Ministra Sonia Guajajara vai visitar região onde indígena foi assassinada a tiros por fazendeiros

Comitiva liderada pela ministra embarca nesta segunda-feira para interior da Bahia.

A ministra dos Povs Indígenas e Originários, Sonia Guajajara, visitará nesta segunda-feira a Terra Indígena Caramuru-Catarina Paraguassu, na Bahia, para acompanhar as investigações de um ataque contra indígenas na região.

Dois fazendeiros foram presos em flagrante neste domingo suspeitos de matar a tiros uma indígena da etnia pataxó no município de Potiraguá. Segundo o ministério, a indígena morta é Maria de Fátima Muniz, conhecida como Nega Pataxó.

O irmão de Maria, o cacique Nailton Muniz, foi baleado nos rins e passou por cirurgia em um hospital local. Além deles, outros feridos chegaram a serem hospitalizados, mas não correm risco de vida.

O ataque aconteceu em resposta uma ação dos indígenas que reivindicam a área cuja posse, segundo os Pataxó, já foi garantida pela Justiça, mas ainda não teve iniciado o procedimento demarcatório pela Fundação Nacional dos Povos Indígenas (Funai).

Segundo o Ministério dos Povos Indígenas, o ataque aconteceu por uma disputa de posse de uma fazendo na região, que havia sido ocupada por indígenas. A pasta afirmou que o ataque aconteceu após uma mobilização que reuniu cerca de 200 ruralistas.

“Cerca de 200 ruralistas da região se mobilizaram através de um chamado de WhatsApp, que convocava os fazendeiros e comerciantes para recuperar por meios próprios, sem decisão judicial, a posse da Fazenda Inhuma, ocupada por indígenas no último sábado (20/01). Eles cercaram a área com dezenas de caminhonetes”, diz a nota divulgada pelo ministério.

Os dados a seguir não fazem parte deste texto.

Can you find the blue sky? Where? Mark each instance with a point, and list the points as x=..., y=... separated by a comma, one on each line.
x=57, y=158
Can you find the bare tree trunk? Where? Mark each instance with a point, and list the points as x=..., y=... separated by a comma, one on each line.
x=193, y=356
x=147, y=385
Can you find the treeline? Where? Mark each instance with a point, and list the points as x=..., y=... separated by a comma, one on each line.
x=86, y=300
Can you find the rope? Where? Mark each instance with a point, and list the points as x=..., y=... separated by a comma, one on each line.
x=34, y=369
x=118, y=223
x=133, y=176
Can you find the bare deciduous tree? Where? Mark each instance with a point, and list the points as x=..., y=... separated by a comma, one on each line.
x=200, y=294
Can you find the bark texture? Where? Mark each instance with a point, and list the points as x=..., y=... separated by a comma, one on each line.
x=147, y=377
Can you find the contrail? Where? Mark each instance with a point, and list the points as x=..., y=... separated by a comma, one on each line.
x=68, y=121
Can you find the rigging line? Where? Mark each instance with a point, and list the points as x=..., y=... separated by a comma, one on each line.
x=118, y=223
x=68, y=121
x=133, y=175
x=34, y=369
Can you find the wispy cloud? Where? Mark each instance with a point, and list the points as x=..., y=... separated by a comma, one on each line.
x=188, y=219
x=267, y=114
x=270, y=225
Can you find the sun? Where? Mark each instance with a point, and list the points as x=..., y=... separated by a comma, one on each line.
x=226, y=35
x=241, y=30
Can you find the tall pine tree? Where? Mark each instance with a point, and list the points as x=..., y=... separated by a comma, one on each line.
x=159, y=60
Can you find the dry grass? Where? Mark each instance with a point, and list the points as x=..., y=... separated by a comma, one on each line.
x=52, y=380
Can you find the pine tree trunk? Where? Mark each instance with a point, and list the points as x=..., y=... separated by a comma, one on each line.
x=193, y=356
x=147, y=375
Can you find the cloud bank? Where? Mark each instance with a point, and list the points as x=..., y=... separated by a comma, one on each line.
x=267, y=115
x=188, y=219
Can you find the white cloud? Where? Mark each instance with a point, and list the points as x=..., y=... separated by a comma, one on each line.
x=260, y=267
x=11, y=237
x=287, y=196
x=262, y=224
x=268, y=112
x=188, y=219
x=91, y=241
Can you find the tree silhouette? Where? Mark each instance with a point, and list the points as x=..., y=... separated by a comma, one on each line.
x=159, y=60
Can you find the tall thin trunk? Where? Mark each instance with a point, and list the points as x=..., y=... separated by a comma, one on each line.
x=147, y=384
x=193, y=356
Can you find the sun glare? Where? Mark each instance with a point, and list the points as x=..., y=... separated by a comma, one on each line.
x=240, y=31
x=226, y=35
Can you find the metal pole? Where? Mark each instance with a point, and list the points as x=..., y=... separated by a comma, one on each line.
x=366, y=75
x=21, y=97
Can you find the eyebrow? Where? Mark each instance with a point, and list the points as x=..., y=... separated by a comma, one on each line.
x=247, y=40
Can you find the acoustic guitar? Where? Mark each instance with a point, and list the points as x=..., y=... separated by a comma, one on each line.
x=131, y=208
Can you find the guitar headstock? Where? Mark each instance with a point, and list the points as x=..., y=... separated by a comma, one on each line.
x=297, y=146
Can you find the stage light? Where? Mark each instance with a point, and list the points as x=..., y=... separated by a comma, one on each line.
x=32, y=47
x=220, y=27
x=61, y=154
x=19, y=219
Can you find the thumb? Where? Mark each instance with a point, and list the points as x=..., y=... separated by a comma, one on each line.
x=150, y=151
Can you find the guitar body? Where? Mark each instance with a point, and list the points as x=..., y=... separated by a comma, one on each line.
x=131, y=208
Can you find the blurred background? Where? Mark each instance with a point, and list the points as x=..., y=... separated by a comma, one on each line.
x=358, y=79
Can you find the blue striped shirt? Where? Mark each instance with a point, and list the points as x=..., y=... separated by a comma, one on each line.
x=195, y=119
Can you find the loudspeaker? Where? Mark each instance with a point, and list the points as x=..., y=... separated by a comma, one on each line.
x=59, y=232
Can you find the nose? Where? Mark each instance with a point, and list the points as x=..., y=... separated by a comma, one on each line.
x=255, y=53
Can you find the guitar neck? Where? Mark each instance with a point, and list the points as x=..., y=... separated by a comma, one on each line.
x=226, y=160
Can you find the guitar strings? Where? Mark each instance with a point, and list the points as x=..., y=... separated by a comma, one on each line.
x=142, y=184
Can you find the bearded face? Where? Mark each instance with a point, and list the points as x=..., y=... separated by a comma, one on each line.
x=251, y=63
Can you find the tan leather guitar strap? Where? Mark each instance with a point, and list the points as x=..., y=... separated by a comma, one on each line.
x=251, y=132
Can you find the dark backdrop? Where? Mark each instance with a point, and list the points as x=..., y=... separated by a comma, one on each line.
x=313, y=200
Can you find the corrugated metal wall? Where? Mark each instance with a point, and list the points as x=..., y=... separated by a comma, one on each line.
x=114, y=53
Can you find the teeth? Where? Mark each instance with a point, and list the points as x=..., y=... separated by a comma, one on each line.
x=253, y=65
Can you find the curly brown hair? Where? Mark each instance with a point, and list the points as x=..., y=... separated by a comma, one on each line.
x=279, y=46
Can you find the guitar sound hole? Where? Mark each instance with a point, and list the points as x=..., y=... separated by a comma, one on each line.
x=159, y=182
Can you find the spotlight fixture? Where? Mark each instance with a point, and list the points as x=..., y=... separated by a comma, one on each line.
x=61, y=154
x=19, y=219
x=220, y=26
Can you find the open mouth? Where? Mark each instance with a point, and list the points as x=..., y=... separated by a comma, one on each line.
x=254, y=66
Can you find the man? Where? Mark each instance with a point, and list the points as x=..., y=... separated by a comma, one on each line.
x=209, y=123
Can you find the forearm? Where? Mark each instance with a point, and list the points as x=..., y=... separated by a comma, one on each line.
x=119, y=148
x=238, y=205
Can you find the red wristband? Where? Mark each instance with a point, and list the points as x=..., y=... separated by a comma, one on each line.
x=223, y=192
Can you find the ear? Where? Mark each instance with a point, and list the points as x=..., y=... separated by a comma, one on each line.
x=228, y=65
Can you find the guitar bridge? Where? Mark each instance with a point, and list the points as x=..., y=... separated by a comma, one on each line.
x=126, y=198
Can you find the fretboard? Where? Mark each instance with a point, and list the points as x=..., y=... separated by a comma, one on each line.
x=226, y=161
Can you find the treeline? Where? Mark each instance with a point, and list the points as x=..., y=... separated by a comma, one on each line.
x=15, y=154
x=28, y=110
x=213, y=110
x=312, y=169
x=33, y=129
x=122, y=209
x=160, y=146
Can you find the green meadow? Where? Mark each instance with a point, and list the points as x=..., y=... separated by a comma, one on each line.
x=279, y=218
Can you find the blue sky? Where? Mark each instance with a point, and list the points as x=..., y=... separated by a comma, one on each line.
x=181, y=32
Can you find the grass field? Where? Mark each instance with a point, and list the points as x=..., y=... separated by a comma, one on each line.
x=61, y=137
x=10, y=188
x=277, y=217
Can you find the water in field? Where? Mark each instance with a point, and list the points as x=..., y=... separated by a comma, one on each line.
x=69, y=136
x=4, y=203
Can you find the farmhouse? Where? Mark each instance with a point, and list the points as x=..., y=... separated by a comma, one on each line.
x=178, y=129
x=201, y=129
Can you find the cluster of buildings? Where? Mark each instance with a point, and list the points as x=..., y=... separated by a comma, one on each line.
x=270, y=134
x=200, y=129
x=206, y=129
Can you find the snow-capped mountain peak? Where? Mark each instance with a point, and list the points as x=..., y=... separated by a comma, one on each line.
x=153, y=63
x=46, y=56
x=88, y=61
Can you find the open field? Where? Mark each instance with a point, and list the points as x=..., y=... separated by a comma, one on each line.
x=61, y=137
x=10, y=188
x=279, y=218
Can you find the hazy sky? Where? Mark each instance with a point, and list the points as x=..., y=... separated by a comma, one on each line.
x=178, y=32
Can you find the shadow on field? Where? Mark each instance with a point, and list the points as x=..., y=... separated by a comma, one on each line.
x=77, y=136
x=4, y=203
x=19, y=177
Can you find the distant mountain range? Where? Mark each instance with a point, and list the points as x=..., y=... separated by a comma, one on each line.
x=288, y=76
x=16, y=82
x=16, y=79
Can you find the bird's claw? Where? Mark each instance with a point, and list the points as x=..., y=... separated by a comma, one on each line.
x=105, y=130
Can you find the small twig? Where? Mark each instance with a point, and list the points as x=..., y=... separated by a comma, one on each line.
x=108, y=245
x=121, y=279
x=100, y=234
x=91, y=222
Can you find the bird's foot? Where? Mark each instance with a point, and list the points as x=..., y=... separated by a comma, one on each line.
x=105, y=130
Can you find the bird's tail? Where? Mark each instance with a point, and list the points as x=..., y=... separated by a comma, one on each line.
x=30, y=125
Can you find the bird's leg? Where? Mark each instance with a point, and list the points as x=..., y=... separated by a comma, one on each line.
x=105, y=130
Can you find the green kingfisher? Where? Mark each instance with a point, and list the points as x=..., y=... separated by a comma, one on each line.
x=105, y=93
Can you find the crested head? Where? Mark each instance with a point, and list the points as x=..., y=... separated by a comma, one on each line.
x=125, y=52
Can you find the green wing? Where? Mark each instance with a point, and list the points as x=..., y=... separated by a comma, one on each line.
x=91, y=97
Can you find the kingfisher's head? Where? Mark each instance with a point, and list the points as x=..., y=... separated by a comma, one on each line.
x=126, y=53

Em nota, o ministério diz que acompanha as investigações do caso junto da Polícia Federal, da Secretaria de Segurança Pública da Bahia e dos ministérios da Justiça, dos Direitos Humanos e do Desenvolvimento Agrário.

“Representantes do ministério, que estiveram recentemente no sul da Bahia, discutindo questões territoriais com as lideranças Pataxó Hã Hã Hãe, também estão em contato com a Coordenação do Distrito Sanitário Especial Indígena da Bahia, para garantir o cuidado com os feridos”, diz a pasta.

Com informações do GLOBO.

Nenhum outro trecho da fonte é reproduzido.